Card of the Day - 2025-10-13

Carreras Palmistry
Carreras Ltd [tobacco : UK : London] "Palmistry" (1933) 28/50 - C151-355 : C18-63

This card supplied the hand after all that washing. And I am surprised I have not used one of these before, as I really like the blue of the background. Though when I researched it I found a really intriguing twist that I had not expected.....

Now though this card was used to only show a hand, it is intriguing that it is yet another set on palmistry - just like the ones that were issued by Major Drapkin, in April 1927, which we featured as our Card of the Day for the 8th of March, 2023

Palmistry is seen by many as a skill, even a science, and it aims to read the lines on the palm and from those determine the fortunes and future of the person whose hand is being examined. And it is not a new thing, we know that it was being done in ancient times, beginning in India, and then moving into Asia and the Middle East. It also had a brief but shining moment in ancient Greece, and Alexander the Great reputedly picked his warriors from the lines on their hands. The surprising thing was that it was strictly something for men, women`s hands were never read. 

Then, in the fifteenth and sixteenth century, the practise was suppressed, and lots of early works destroyed.

It stayed a dark, forbidden art for almost three hundred years, and then in 1839, one of Napoleon`s soldiers, a Captain Casimir Stanislas D'Arpentigny, published a book about it, called "La Chirognomie". He claimed that whilst he was fighting the Peninsular Wars in Spain he had been taught to read palms by a young gipsy girl whose family had guarded the secret for centuries, but who seems to have taken a bit of a shine to him and furthered their acquaintance, shall I say, by offering to teach him the skill. He was certainly interested by the subject and made his own studies of all the hands he came in contact with, noting that the basic shape of the hands did often vary between people who were artistic and others who were scientific, the artists tending to have rougher squarer hands and the scientists having smoother hands. He would go on to develop this into six main hand types, and one called a "mixed" hand, where some of the pieces of the hand are of more than one type - and this system is still used today. Curiously he continued to perpetuate the belief that the shapes of the hand only counted for men`s hands, not women`s, they were dealt with in a separate part of his book. And he never seems to have done anything about the lines on the palms.

The book was a cult classic, though it took fifty years for any form of governing body to be founded. The first was called "The Chirological Society of Great Britain", and less than ten years later there was an "American Chirological Society".
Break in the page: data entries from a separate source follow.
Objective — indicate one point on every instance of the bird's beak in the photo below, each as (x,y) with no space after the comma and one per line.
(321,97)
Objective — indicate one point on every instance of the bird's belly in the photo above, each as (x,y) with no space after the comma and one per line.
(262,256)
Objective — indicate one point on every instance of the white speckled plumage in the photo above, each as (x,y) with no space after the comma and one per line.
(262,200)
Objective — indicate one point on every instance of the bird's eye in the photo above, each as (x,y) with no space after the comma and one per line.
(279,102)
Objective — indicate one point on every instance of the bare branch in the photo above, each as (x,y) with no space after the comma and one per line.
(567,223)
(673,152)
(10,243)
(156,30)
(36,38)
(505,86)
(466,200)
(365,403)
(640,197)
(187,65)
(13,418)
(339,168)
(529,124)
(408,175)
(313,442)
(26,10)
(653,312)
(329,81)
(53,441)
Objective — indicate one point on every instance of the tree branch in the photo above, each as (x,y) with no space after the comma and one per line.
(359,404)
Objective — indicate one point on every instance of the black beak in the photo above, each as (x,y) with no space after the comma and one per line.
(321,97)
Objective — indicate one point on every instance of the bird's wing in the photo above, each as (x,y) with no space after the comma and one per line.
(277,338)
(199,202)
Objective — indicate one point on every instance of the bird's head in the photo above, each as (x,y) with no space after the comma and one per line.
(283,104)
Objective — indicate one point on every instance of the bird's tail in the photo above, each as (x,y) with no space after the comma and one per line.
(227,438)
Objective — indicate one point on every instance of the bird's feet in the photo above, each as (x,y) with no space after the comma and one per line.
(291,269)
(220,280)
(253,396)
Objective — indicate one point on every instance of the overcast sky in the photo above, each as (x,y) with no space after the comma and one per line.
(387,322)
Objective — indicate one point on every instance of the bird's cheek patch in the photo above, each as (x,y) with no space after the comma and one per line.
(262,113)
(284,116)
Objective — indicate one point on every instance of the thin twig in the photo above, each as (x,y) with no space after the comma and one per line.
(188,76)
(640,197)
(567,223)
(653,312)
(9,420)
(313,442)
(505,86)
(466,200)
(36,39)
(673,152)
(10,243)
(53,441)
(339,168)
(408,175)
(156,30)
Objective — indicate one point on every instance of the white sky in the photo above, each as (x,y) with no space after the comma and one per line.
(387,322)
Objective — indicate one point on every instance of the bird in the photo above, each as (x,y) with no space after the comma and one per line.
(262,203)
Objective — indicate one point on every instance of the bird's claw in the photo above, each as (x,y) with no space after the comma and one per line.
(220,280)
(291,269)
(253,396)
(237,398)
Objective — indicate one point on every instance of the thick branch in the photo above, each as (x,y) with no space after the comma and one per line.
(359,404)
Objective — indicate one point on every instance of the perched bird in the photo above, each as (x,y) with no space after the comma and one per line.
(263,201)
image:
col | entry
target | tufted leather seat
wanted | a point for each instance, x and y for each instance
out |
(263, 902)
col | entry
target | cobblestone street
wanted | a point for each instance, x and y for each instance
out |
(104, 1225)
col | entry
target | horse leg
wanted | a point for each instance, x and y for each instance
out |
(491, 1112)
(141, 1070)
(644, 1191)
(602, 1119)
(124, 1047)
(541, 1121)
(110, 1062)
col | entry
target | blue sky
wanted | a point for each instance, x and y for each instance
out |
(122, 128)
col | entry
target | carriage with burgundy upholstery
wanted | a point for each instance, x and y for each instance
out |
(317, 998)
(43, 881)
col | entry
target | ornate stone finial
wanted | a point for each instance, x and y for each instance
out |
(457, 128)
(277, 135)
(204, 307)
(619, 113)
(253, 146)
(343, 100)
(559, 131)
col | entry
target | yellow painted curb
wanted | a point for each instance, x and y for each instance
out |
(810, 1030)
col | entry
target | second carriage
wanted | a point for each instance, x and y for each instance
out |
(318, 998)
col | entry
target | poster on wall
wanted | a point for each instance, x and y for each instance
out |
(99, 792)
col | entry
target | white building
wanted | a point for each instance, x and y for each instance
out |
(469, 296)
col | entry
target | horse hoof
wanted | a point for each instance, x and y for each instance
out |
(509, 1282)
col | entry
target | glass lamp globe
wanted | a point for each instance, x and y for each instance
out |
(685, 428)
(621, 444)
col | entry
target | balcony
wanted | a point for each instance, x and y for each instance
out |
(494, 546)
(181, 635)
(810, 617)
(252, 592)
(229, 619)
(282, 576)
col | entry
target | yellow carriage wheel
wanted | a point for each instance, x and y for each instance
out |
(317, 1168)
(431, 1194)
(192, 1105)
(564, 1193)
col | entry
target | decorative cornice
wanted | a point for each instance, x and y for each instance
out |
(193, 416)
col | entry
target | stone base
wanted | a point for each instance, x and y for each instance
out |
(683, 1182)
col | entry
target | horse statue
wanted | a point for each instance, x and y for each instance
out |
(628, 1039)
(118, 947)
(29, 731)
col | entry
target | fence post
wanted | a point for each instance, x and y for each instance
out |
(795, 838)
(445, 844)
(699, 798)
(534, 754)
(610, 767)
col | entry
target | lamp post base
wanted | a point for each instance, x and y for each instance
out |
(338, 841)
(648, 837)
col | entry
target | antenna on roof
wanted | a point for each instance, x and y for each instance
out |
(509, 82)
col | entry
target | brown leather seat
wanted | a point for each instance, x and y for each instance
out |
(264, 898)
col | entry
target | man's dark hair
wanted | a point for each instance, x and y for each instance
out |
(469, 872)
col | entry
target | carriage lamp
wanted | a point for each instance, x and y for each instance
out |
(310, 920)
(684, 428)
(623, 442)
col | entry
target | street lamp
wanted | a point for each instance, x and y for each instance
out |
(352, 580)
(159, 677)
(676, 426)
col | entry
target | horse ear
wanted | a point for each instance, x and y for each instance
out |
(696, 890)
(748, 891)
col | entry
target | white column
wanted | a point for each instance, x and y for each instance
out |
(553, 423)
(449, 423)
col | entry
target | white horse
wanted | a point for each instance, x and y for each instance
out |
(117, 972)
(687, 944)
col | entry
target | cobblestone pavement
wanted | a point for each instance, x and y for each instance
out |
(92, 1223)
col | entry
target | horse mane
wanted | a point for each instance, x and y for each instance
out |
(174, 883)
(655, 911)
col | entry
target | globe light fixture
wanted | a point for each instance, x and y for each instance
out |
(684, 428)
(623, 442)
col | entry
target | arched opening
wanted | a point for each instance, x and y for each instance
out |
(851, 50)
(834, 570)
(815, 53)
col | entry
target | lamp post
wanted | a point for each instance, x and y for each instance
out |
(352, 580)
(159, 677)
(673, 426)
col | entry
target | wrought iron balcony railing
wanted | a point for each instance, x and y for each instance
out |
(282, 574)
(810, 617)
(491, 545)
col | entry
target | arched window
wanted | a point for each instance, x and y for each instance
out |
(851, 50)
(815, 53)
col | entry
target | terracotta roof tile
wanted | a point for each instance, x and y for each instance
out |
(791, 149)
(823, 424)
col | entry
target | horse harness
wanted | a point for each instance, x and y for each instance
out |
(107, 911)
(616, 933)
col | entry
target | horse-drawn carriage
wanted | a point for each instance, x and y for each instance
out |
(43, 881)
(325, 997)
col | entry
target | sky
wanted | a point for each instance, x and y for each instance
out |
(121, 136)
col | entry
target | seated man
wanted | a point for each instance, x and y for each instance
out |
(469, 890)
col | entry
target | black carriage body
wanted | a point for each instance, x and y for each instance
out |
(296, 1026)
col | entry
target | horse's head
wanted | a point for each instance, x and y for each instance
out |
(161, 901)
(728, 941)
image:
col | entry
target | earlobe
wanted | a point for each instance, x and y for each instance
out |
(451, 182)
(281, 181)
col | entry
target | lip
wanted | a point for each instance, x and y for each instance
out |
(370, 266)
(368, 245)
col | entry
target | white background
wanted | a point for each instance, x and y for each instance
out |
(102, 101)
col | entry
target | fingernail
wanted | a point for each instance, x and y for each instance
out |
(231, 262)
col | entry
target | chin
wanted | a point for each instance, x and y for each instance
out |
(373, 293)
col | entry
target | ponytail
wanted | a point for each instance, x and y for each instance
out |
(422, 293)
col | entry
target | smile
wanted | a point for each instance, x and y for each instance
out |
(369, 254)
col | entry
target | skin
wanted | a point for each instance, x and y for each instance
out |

The first attempt at making the craft more available to the general public came in 1894, with the Irishman William John Warner`s self-published "Cheiro's Language of the Hand". He also adopted the name of Cheiro as his own, which came from "cheirology", one of several names which palm reading became known. He had travelled widely through India, studying with several gurus, and then set up a palmistry centre in London. He soon attracted a massive following of celebrities all of whom would do anything to have him read their palm and tell their future, including people you would have thought not so easily swayed - Mark Twain, General Kitchener, Grover Cleveland, the President of America, and a Prime Minister, William Ewart Gladstone - as well as Joseph Chamberlain, the father of future Prime Minister Neville. And he had some amazing predictions that proved to be truths - the sinking of the Titanic, and the abdication of King Edward VIII, which is even more astounding as it happened slightly less than two months after Cheiro had died, in Hollywood, on October the 19th, 1936. In fact this story is even more interesting than this - for it was only on the 16th of November 1936 that King Edward called the Prime Minister Stanley Baldwin to Buckingham Palace and told him for the first time that he planned to marry Mrs. Simpson as soon as he could. Before that their relationship had been kept under wraps. 

Sadly there is not much recorded about this set in our World Tobacco Issues Index, only : 

  • PALMISTRY. Sm. 69 x 40. Nd. (50) ... C18-63

And that text is repeated in our updated version, with only one change, a new card code of C151-355.

carreras palmistry new

However, if you carry on to almost the end of the Carreras listing in this updated book, then you will find this set listed again, which makes it appear a re-issue, but it is not.

Those cards. and we show one here, were issued with "Black Cat" cigarettes in the late 1970s and are very different. Gone are the blue backgrounds and the actual hands, and in come very stylised hands, on different coloured backgrounds.

The first ten cards have mauve backgrounds and, harking back to Captain Casimir Stanislas D'Arpentigny; they deal purely with the shape of the hand, attempting to define the realist, the charmer, the power-seeker,  the inventor or individualist, the introvert, the extrovert, the intellectual, the sensitive type, the single minded and ambitious and the easy-going, gentle type.

Then the other forty cards deal with the lines on the hand, but in combination, like we show here, three or four lines at a time in thick black ink. They are split into groups of ten, each of which have backgrounds in different colours, cards eleven to twenty being blue and covering the palm as it relates to career, cards twenty-one to thirty being red and covering love, cards thirty-one to forty being on green and covering money and success, and cards forty-one to fifty being back on mauve again and covering health.